The great libraries of the ancient world served as archives for empires, santuaries for sacred writings, and depositories of literature and chronicals.
- The libraries of Ugarit (in modern Syria), c. 1200 BC, include diplomatic archives, literary works and the earliest privately-owned libraries yet recovered.
- The Library of Ashurbanipal, 7th century BC, in Nineveh (near modern Mosul, Iraq), Considered to be "the first systematically collected library", it was rediscovered in the 19th century. While the library had been destroyed, many fragments of the ancient cuneiform tablets survived, and have been reconstructed. Large portions of the Epic of Gilgamesh were among the many finds.
- The Library of Alexandria, fl. 3rd century BC. The date of its destruction uncertain, but it supposedly housed one of the largest collections in the classical world.
- The Library of Pergamum at Pergamum (in what is now Turkey), also in the 3rd century BC, the Attalid kings formed the second best Hellenistic library after Alexandria, founded in emulation of the Ptolemies. When the Ptolemies stopped exporting papyrus, partly because of competitors and partly because of shortages, the Pergamenes invented a new substance to use in codices, called pergamum or parchment after the city. This was made of fine calfskin, a predecessor of vellum and paper.
- Libraries of the Forum, consisted of separate libraries founded in the time of Augustus near the Roman Forum that contained both Greek and Latin texts, separately housed, as was the conventional practice. There were libraries in the Porticus Octaviae near the Theatre of Marcellus, in the temple of Apollo Palatinus, and in the Biblioteca Ulpiana in the Forum of Trajan.
- Private libraries of Ancient Rome were also considerable: Roman aristocracy saw the library as a point of prestige and many of these were transferred to the monasteries of the medieval years.[1]
- The Villa of the Papyri, in Herculaneum, Italy— The only library known to have survived from classical antiquity, this villa's large private collection may have once belonged to Julius Caesar's father-in-law, Lucius Calpurnius Piso Caesoninus in the 1st century BC. Buried by the eruption of Mount Vesuvius that destroyed the town in 79 AD, it was rediscovered in 1752, around 1800 carbonized scrolls were found in the villa's top story. Using modern techniques such as multi-spectral imaging, previously illegible or invisible sections on scrolls that have been unrolled are now being deciphered. It is possible that more scrolls remain to be found in the lower, unexcavated levels of the villa.

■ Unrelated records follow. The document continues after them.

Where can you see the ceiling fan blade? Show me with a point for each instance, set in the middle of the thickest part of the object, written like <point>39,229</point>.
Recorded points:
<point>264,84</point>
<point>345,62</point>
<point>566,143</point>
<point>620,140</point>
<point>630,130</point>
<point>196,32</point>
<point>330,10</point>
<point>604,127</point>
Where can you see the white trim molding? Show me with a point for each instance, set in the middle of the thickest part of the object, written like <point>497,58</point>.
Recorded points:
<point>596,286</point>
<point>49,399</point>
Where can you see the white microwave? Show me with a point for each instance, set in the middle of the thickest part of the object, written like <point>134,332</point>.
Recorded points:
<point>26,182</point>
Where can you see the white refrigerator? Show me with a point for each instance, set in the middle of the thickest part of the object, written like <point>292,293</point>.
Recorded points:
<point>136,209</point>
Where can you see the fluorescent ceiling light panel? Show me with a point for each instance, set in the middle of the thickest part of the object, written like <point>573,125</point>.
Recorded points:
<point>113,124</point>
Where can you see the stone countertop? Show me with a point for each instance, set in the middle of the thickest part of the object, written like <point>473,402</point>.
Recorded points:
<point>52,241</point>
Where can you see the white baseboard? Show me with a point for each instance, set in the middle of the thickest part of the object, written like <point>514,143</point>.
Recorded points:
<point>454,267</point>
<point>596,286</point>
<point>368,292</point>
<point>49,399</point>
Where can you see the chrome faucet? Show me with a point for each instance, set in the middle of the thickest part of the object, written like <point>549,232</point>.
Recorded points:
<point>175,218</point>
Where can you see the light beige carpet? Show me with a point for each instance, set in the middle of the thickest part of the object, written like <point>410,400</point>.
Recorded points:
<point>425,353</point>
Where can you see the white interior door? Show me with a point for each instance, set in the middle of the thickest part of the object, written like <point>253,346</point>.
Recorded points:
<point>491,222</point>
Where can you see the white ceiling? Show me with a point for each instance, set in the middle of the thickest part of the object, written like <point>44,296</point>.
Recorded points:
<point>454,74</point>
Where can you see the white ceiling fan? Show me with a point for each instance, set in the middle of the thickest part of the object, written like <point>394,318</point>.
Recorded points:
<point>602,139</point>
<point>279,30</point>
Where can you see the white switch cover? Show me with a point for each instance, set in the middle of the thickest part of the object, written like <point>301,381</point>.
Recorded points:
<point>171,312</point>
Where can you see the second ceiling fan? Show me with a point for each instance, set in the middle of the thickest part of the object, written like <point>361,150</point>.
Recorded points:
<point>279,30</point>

- Caesarea Maritima, a late 3rd century AD establishment located in present-day Israel, had a great early Christian library. Through Origen and the scholarly priest Pamphilus, the theological school of Caesarea won a reputation for having the most extensive ecclesiastical library of the time, containing more than 30,000 manuscripts: Gregory of Nazianzus, Basil the Great, Jerome and others came to study there.
- The great seats of learning in ancient India, namely Takshasila, Nalanda, Vikramshila, Kanchipuram and other universities, also maintained vast libraries of palm leaf manuscripts on various subjects, ranging from theology to astronomy.
- The House of Wisdom at the Academy of Gundishapur in Baghdad, established during the Sassanid Empire in the 3rd through 6th centuries AD; destroyed with the fall of the empire in 651.
- The Library of Constantinople was largely destroyed or burned by the Fourth Crusade, and probably held the last vestige of complete texts that existed from Antiquity.